Once installed, Claude Code automatically loads the GoodMem SDK reference when you ask it to create embedders, store memories, run retrieval, etc.

## Project structure

```
clients/v2/
├── python/              # Python SDK (this directory, published to PyPI as "goodmem")
├── _client_gen/         # Code generation (spec → SDK + MCP)
├── _doc_gen/            # Doc generation (ref pages, skills, sdk2rest)
├── mcp/                 # MCP server (published to npm as @pairsystems/goodmem-mcp)
├── claude/              # Claude Code plugin (git subtree → public repo)
├── vibe/                # Cross-SDK vibe auditing (audit_docs.sh, audit_ref_doc.sh, ...)
├── registries/          # Shared model registries (copied into each SDK)
├── ci/                  # CI infrastructure
├── notes/               # Internal dev notes (client_gen.md, doc_gen.md)
├── client_gen.sh        # Full SDK generation pipeline
└── doc_gen.sh           # Full doc generation pipeline
```

## Development commands

```bash
# Generation (run from clients/v2/, not python/)
cd ..
./client_gen.sh                # compile server → IR → Python SDK → MCP → test
./client_gen.sh -y             # same, but skip server-reset confirmation (unattended/CI)
./doc_gen.sh                   # ref pages + skills + snippets
./doc_gen.sh --sdk2rest        # translate SDK test snippets → REST equivalents

# Publishing (run from python/)
cd python
./publish.sh                   # Publish to PyPI
./publish.sh --test            # Publish to TestPyPI

# Vibe auditing (Claude Code non-interactive)
../vibe/audit_docs.sh          # run all doc audits (ref docs + skill docs)
../vibe/audit_ref_doc.sh       # audit generated MDX ref docs against SDK source
../vibe/audit_skill_doc.sh     # audit generated skill reference (SDK, REST, patterns)
```
In `client_gen.sh`, integration test is only activated when environment variables `GOODMEM_BASE_URL` and `GOODMEM_API_KEY` are set.

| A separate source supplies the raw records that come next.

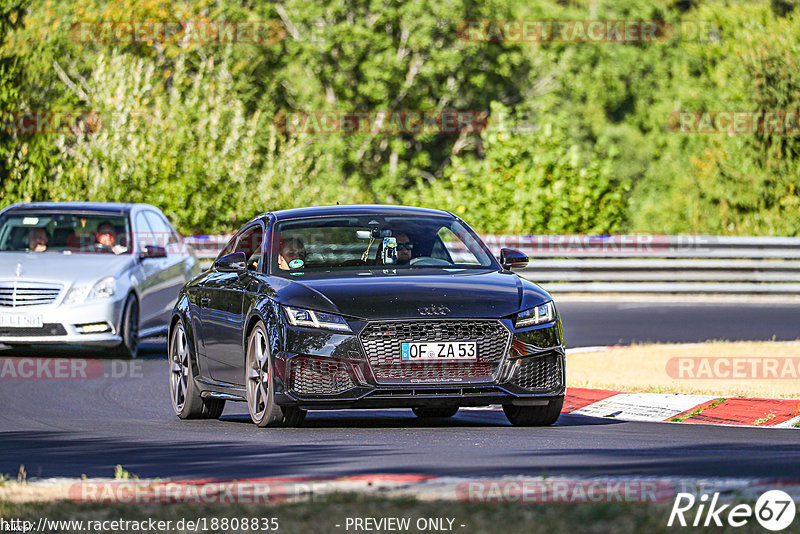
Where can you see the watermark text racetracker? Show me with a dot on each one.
(178, 31)
(735, 122)
(34, 368)
(586, 31)
(381, 121)
(197, 524)
(734, 367)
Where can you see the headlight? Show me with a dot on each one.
(103, 289)
(544, 313)
(312, 319)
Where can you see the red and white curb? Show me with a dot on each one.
(678, 408)
(703, 409)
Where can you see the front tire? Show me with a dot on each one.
(264, 411)
(186, 400)
(534, 415)
(435, 412)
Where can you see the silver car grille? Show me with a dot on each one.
(17, 294)
(381, 341)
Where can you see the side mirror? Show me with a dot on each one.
(235, 262)
(153, 251)
(511, 258)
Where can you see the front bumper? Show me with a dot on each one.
(61, 324)
(339, 372)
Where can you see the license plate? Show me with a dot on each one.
(21, 321)
(432, 350)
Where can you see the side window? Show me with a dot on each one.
(250, 242)
(455, 248)
(144, 234)
(162, 232)
(228, 248)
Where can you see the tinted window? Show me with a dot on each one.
(337, 243)
(64, 232)
(250, 242)
(162, 233)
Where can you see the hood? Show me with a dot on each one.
(62, 268)
(378, 295)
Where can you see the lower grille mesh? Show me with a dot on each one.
(544, 372)
(47, 329)
(382, 341)
(316, 376)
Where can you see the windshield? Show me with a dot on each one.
(354, 243)
(94, 233)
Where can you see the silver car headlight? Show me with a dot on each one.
(542, 314)
(104, 288)
(312, 319)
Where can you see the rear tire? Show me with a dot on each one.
(186, 400)
(129, 329)
(264, 411)
(435, 412)
(534, 415)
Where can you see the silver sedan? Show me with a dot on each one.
(89, 274)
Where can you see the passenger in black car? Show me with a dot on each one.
(405, 248)
(292, 250)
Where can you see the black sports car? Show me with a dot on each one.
(364, 307)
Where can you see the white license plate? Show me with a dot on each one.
(432, 350)
(21, 321)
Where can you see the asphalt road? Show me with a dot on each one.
(75, 427)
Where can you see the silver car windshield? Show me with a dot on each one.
(342, 243)
(94, 233)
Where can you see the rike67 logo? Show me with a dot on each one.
(774, 510)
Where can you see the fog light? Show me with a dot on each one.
(93, 328)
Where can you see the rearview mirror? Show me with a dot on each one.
(511, 258)
(153, 251)
(235, 262)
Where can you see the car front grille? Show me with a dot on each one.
(47, 329)
(317, 376)
(382, 341)
(17, 294)
(539, 373)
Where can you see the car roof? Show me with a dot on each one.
(357, 209)
(85, 207)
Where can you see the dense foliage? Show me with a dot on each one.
(580, 135)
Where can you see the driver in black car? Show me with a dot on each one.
(405, 248)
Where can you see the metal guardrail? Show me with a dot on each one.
(640, 263)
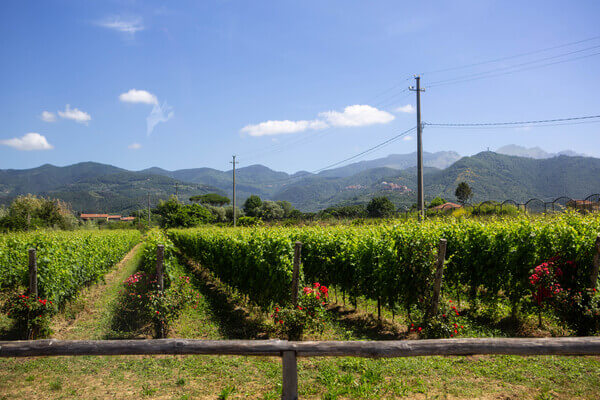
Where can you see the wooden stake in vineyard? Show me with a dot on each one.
(296, 272)
(437, 283)
(596, 266)
(160, 255)
(33, 292)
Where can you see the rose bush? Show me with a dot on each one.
(310, 313)
(31, 315)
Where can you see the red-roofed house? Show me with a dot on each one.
(87, 217)
(446, 206)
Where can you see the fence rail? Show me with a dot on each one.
(289, 351)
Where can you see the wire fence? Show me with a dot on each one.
(590, 203)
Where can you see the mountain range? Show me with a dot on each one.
(94, 187)
(534, 152)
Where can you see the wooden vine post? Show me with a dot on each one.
(296, 272)
(160, 256)
(437, 283)
(33, 292)
(596, 266)
(289, 387)
(32, 273)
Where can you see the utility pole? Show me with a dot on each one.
(234, 216)
(420, 194)
(148, 209)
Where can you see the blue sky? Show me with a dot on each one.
(294, 85)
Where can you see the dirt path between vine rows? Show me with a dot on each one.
(89, 314)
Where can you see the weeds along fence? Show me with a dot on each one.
(290, 351)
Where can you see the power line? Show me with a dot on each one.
(511, 57)
(382, 144)
(518, 126)
(516, 70)
(539, 121)
(354, 157)
(463, 77)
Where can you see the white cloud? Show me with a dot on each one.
(138, 96)
(76, 115)
(159, 113)
(29, 141)
(47, 116)
(357, 115)
(408, 109)
(282, 127)
(125, 25)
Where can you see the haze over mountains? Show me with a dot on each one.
(534, 152)
(94, 187)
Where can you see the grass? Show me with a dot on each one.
(89, 316)
(221, 316)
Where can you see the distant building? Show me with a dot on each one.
(105, 217)
(94, 217)
(355, 187)
(394, 186)
(583, 205)
(446, 206)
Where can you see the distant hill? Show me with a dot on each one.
(492, 176)
(93, 187)
(534, 152)
(498, 177)
(441, 160)
(104, 188)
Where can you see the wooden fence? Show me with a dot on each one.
(289, 351)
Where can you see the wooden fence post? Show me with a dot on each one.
(296, 273)
(289, 390)
(33, 292)
(439, 274)
(596, 266)
(160, 255)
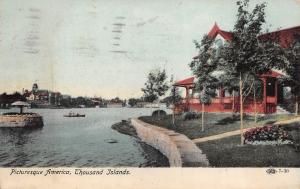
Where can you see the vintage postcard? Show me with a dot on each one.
(149, 94)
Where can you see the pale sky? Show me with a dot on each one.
(106, 48)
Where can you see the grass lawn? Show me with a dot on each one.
(226, 153)
(215, 123)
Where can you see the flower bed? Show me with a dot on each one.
(270, 134)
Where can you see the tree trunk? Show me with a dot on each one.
(173, 116)
(296, 105)
(241, 109)
(255, 106)
(233, 102)
(202, 117)
(158, 113)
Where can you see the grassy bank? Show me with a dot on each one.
(215, 123)
(226, 153)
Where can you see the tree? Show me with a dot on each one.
(156, 85)
(132, 102)
(246, 56)
(203, 66)
(293, 69)
(173, 99)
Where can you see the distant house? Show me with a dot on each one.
(41, 96)
(7, 99)
(271, 94)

> **Warning:** Before the integration tests, `client_gen.sh` and CI all run `goodmem-reset.sh` to **delete ALL resources** on the target server. Never point `GOODMEM_BASE_URL` at a production server. We have a dedicated test server on Fly.io for this purpose. See [ci/README.md](../ci/README.md) for more details.

See [notes/client_gen.md](../notes/client_gen.md) for the full regeneration workflow and [notes/doc_gen.md](../notes/doc_gen.md) for the doc and auditing pipelines.



## Documentation

* [Code generation guide](../notes/client_gen.md) — architecture, regeneration, testing, tier details
* [Doc generation guide](../notes/doc_gen.md) — how ref docs are generated, docstring authoring
* [CI pipeline](../ci/README.md) — GitHub Actions workflow, secrets, Fly.io test server setup
* [API reference](https://docs.goodmem.ai/docs/reference/sdk/python) — published SDK docs

## TODO

1. Add `gemini-embedding-001` to embedder registry once backend adds `OPENAI_COMPATIBLE` to `ProviderType`.
2. Add Anthropic, Google, Cohere, and Mistral LLMs to registry once backend adds matching `LLMProviderType` values.
3. Automate model registry updates to add new models as they are released.
4. Generate SDK to an intermediate representation, then map that to cURL, HTTPie, HTTPX, Go, JavaScript, etc.